The reality-based fantasies of novelist Tomi Adeyemi

A black-and-white portrait of Tomi Adeyemi, alongside the covers of her novels "Children of Blood and Bone," "Children of Anguish and Anarchy," and "Children of Virtue and Vengeance."

Tomi Adeyemi 

There’s a story that Tomi Adeyemi ’15 often tells about the “big bang” moment that sparked Children of Blood and Bone—the Afrofuturist fantasy epic that made her famous at 24 years old and launched a young-adult trilogy that concluded this summer with Children of Anguish and Anarchy.

That big bang came on a rainy day in Rio de Janeiro, where Adeyemi, newly graduated with a degree in English, was spending the summer on a Harvard travel grant to study West African culture and mythology. She knew that Brazil had imported even more slaves through the Middle Passage than the United States had: “I thought, ‘There’s a story there.’” But the museum she needed to visit was closed for renovations, and when the rain started to pour, she ducked into a nearby gift shop. For sale inside were several ceramic plates depicting what looked like African gods and goddesses: dark-skinned and beautiful, dressed in vibrant reds and yellows, wielding torches and jeweled staffs.

“I had no idea what I was looking at,” Adeyemi says, but she was transfixed. She called her Nigerian-immigrant parents back home in suburban Chicago, who told her about the Orishas, divine spirits in Yoruba religious culture (often deified ancestors or personified natural forces) that act as emissaries from God and help direct human events. “And in that moment,” she says, “the world of Orïsha”—the mythical West African country in her novels—“spread out in my mind like a 3D terrain map. I saw the battles and the magic, and riding through the jungle on a giant lion.” It would be another year and a half before her characters took shape, but the setting was there the whole time, humming with details, “like a theme park waiting for people to run through it.”

In truth, though, the trilogy’s earliest seeds were planted long before Adeyemi went to Rio, by a childhood as one of three siblings raised by African immigrants (“In our house, I was Nigerian; outside of it, I was African American”) and by the Black Lives Matter movement. Adeyemi’s undergraduate experience had been punctuated by news stories about police brutality and the high-profile killings of unarmed black boys and men: Michael Brown, Philando Castille, Eric Garner, Tamir Rice. “I don’t know if people recall how much footage there was,” she says. “It wasn’t just that it was happening; it’s that we were constantly seeing it. The emotional PTSD was real.”

Simultaneously, Adeyemi had her first deep encounter with W.E.B. DuBois (Ph.D. 1895), studying The Souls of Black Folk in a Harvard English class. “For me, reading those essays was a profound experience,” she recalls. “Because he’s writing after Emancipation and talking about what it feels like to be black in America, but it felt like he was talking about 2012, with the shooting of Trayvon Martin or the backlash against black actors in The Hunger Games movie.
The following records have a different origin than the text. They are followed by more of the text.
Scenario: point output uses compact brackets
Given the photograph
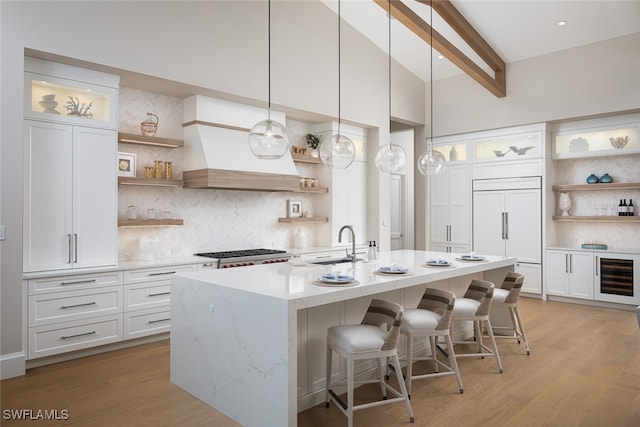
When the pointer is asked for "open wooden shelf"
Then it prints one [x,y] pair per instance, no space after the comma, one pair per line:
[570,218]
[150,140]
[303,220]
[150,182]
[305,159]
[590,187]
[149,222]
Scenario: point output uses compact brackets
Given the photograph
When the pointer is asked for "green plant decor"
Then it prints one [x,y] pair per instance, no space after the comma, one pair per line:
[313,140]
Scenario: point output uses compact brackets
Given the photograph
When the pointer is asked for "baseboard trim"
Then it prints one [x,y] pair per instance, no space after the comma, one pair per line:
[12,365]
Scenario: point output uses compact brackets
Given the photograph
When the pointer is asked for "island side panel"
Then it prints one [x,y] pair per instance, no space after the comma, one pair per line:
[231,349]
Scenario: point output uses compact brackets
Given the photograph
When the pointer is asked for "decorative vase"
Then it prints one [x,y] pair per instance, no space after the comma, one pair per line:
[564,203]
[606,179]
[592,179]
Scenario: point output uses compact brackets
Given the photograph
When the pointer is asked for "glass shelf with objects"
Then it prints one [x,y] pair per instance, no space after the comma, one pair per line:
[69,101]
[606,140]
[508,147]
[452,151]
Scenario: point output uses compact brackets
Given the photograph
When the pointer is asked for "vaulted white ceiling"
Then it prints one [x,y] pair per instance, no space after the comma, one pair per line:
[516,29]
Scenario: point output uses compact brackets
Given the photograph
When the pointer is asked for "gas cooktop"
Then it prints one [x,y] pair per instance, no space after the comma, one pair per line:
[241,253]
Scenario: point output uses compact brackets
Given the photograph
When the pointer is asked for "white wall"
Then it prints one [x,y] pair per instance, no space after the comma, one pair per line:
[588,80]
[218,46]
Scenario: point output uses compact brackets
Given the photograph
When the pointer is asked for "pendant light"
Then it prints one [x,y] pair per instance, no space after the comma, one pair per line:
[390,157]
[338,151]
[431,162]
[268,139]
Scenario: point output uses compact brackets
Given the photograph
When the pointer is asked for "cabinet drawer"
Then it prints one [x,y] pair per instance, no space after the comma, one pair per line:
[73,283]
[69,336]
[153,274]
[149,295]
[146,322]
[74,305]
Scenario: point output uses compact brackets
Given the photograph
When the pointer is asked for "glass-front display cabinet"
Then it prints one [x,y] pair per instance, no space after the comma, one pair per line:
[91,100]
[600,141]
[508,147]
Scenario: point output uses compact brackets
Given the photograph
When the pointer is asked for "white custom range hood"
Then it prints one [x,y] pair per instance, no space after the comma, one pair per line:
[217,153]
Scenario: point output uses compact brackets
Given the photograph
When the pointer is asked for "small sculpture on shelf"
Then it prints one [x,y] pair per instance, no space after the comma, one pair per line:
[75,108]
[313,141]
[564,203]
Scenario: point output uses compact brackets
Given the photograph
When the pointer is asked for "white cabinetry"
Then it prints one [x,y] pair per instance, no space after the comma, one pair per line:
[570,273]
[70,198]
[451,210]
[507,221]
[68,313]
[147,299]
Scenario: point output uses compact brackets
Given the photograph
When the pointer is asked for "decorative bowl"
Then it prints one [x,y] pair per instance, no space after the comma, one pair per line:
[619,142]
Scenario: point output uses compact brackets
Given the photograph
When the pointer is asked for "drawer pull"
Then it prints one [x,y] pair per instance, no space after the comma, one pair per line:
[78,282]
[159,293]
[162,273]
[78,305]
[77,335]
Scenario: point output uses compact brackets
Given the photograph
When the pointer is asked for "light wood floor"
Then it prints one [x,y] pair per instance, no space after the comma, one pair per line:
[584,370]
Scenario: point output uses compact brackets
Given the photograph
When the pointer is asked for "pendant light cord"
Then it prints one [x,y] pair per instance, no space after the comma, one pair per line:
[431,75]
[339,68]
[389,15]
[269,62]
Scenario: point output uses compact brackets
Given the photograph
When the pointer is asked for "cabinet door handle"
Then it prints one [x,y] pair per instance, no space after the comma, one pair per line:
[571,263]
[162,273]
[77,335]
[69,240]
[78,305]
[159,293]
[78,282]
[506,225]
[75,248]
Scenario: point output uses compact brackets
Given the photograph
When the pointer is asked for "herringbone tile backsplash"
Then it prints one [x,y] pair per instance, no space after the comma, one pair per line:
[213,219]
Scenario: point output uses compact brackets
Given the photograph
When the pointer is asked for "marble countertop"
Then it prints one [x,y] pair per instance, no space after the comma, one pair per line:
[295,283]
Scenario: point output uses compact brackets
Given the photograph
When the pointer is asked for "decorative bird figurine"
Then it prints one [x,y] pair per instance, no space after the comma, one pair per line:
[521,151]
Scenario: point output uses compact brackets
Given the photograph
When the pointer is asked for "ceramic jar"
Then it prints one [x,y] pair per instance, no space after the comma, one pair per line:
[606,179]
[592,179]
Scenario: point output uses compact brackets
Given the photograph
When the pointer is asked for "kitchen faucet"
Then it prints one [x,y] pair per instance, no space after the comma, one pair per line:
[353,241]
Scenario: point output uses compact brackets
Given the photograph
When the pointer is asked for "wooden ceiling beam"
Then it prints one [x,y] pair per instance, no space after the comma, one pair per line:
[495,84]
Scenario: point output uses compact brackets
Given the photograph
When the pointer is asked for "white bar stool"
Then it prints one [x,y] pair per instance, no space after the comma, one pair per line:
[475,307]
[507,296]
[375,338]
[432,320]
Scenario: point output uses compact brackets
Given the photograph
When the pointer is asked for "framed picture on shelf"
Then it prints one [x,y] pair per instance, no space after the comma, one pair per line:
[126,164]
[294,208]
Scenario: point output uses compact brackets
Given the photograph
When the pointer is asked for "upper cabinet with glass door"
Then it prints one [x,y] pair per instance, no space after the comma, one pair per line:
[597,137]
[67,94]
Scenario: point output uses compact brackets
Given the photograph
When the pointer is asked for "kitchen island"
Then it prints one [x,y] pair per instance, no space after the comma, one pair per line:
[250,342]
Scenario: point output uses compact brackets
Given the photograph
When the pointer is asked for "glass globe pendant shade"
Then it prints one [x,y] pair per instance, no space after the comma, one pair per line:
[431,162]
[391,158]
[268,140]
[337,152]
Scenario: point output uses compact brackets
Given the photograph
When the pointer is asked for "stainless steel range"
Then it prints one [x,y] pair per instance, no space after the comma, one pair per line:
[242,258]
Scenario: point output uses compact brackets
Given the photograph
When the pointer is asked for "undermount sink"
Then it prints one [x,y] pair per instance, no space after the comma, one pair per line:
[334,261]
It was horrifying, but also: I was in awe of the power of literature to capture human experience.”

Combining all those threads, Adeyemi’s trilogy centers on the power struggle between two groups of characters. One, called the maji, are the darker-skinned inhabitants of a country entirely populated by people of color; once upon a time, they wielded magic given to them by the gods. The other group is a brutal monarchy of lighter-skinned rulers who robbed the maji—“maggots,” according to an ugly slur—of their magic and forced them into persecution and enslavement, outlawing their sacred Yoruba language.

The main protagonist is Zélie Adebola, a fisherman’s daughter and a member of the maji, who fights to bring magic back to her people and restore their sense of identity, and later fights to hold her country together, as events keep spiraling further and further out of control. Around her are a handful of companions (sometimes allies, sometimes rivals), including her brother Tzain, the runaway Princess Amari (who turned against her father’s monarchy) and Amari’s brother, Inan. Adeyemi’s wheeling narrative arcs and propulsive prose offer an exploration of the multifaceted complexities of domination—not only racial, but also gender—and a study of how grief, memory, and violence can echo and repeat across history. The trilogy’s final installment, Children of Anguish and Anarchy, opens with Zélie and her friends in cages aboard a ship, having been abducted from Orïsha by pale-skinned invaders.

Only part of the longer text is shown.